Wybór obszaru nie jest przypadkowy. Na terenie tych miejscowości znajdują się skały, które wchodzą w skład Pienińskiego Pasa Skałkowego. W tym rejonie przodkowie mogli zaopatrywać się w skały potrzebne do produkcji rzeczy codziennego użytku.

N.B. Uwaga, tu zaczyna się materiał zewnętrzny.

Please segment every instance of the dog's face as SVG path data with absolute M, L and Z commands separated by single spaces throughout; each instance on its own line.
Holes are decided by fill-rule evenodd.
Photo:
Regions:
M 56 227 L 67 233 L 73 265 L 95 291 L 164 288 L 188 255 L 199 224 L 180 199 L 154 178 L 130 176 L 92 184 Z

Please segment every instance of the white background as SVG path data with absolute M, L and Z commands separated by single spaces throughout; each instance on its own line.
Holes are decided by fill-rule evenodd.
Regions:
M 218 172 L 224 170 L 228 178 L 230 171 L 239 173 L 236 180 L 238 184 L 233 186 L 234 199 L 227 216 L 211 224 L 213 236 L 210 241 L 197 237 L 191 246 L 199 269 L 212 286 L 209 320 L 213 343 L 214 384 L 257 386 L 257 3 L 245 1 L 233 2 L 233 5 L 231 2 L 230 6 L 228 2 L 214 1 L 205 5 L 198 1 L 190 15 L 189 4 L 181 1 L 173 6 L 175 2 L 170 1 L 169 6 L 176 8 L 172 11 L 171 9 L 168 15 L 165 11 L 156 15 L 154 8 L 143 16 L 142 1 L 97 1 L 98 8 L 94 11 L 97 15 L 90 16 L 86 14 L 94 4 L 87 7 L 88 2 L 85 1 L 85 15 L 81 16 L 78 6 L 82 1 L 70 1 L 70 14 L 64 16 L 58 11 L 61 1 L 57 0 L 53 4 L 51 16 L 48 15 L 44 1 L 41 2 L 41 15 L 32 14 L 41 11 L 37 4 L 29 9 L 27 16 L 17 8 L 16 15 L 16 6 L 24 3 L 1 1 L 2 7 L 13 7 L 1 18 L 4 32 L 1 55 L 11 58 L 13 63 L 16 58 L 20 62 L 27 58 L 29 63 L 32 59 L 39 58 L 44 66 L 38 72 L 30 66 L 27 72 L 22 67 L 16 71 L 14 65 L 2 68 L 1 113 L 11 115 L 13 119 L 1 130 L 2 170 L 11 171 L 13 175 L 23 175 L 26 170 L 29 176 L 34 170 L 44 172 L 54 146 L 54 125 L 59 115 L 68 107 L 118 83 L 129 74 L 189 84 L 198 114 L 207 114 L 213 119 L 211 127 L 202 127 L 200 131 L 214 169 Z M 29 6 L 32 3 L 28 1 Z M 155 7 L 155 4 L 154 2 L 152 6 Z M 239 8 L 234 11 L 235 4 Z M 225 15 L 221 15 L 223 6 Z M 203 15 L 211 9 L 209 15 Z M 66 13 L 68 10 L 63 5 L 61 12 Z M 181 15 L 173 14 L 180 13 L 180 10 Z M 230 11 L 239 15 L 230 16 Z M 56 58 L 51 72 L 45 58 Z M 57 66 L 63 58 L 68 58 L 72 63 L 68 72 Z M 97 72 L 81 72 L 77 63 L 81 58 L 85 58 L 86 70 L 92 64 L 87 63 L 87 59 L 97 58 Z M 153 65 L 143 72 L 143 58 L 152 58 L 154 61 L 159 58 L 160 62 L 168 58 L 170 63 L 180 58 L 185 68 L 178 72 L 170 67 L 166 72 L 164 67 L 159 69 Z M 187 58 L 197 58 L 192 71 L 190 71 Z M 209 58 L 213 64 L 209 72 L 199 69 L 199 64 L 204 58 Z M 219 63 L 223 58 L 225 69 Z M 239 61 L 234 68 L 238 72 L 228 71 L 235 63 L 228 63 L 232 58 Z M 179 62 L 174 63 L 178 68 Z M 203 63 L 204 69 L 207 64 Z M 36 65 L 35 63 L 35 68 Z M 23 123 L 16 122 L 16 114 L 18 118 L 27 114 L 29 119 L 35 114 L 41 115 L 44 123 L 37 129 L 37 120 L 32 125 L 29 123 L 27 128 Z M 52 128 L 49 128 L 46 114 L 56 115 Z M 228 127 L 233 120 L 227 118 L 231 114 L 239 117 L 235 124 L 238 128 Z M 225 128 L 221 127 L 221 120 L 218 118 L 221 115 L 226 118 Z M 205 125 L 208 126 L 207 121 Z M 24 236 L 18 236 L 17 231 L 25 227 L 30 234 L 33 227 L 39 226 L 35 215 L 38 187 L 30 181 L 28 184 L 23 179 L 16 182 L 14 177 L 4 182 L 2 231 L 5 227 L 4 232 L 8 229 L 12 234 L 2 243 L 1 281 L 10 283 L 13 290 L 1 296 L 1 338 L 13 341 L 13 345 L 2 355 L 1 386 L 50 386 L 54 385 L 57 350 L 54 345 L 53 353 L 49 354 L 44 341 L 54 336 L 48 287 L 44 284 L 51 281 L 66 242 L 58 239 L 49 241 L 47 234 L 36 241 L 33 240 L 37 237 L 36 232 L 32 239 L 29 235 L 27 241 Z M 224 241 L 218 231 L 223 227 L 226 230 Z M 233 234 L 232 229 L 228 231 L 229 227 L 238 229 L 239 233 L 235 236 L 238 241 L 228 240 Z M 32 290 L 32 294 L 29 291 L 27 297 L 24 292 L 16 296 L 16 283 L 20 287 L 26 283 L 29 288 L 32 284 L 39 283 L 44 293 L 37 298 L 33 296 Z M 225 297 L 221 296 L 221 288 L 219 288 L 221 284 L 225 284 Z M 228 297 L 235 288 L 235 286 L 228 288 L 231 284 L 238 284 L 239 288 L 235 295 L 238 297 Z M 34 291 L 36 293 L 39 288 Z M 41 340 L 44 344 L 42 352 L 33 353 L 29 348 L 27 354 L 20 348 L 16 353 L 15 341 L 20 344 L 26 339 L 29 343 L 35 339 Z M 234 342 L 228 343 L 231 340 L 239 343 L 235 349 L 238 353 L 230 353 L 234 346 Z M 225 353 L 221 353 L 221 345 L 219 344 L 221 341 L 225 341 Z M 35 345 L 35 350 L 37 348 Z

- Gronków idąc od strony zachodniej, to jest pierwsze miejsce, gdzie mogą pojawić się te skały, które były potrzebne do produkcji narzędzi. Nowa Biała, Krempachy, Dursztyn - w tych miejscach mamy wychodnie skalne, tak zwany Pieniński Pas Skałkowy. Jest to rejon skalic wapiennych, tam występują też odpowiednie skały krzemionkowe. Były wykorzystywane w epoce kamienia do produkcji narzędzi - tłumaczy archeolożka.
Na powierzchni
Metodą badawczą nie będą wykopaliska. Naukowcy będą poszukiwać śladów obecności człowieka na terenach wcześniej naruszonych np. przez rolników bądź dzikie zwierzęta. Badacze z Uniwersytetu Jagiellońskiego przejdą przez teren i udokumentują znalezione elementy.
- W Polsce od lat 70. funkcjonuje program badań powierzchniowych, tzw. Archeologiczne Zdjęcie Polski. Polega na tym, że zazwyczaj na wiosnę grupy archeologów wychodzą w teren i szukają miejsc, takich jak zaorane pola, czy miejsca rozryte przez dziki, a więc takich miejsc, gdzie przy okazji naruszenia powierzchni gruntu, zabytki które pozostawił kiedyś człowiek, mogą zostać znalezione jako element krajobrazu. Takie zabytki mapujemy i potem na ich podstawie orientujemy się gdzie człowiek przebywał, gdzie nie przebywał, co robił, to zawsze jakaś informacja dla nas - wyjaśnia.
Własność prywatna? Respektujemy!
W trakcie prac nie będą występowały utrudnienia w dojeździe do posesji lub pól. Badacze liczą jednak na wyrozumiałość ze strony mieszkańców i umożliwienie swobodnych przejść przez teren.
- Będziemy się poruszać małą grupą, około 10 - 12 osób. Nie będzie żadnych utrudnień w dostępie do pól. Jeśli ktoś w trakcie badań powie nam, że mamy sobie iść, to my to respektujemy, bo to własność prywatna. Idąc w teren nie niszczymy niczego. Jeśli pole jest rozmoknięte, jest błoto, to nie będziemy w nie wchodzić, aby nie niszczyć zasiewów - uspokaja dr Magda Kowal.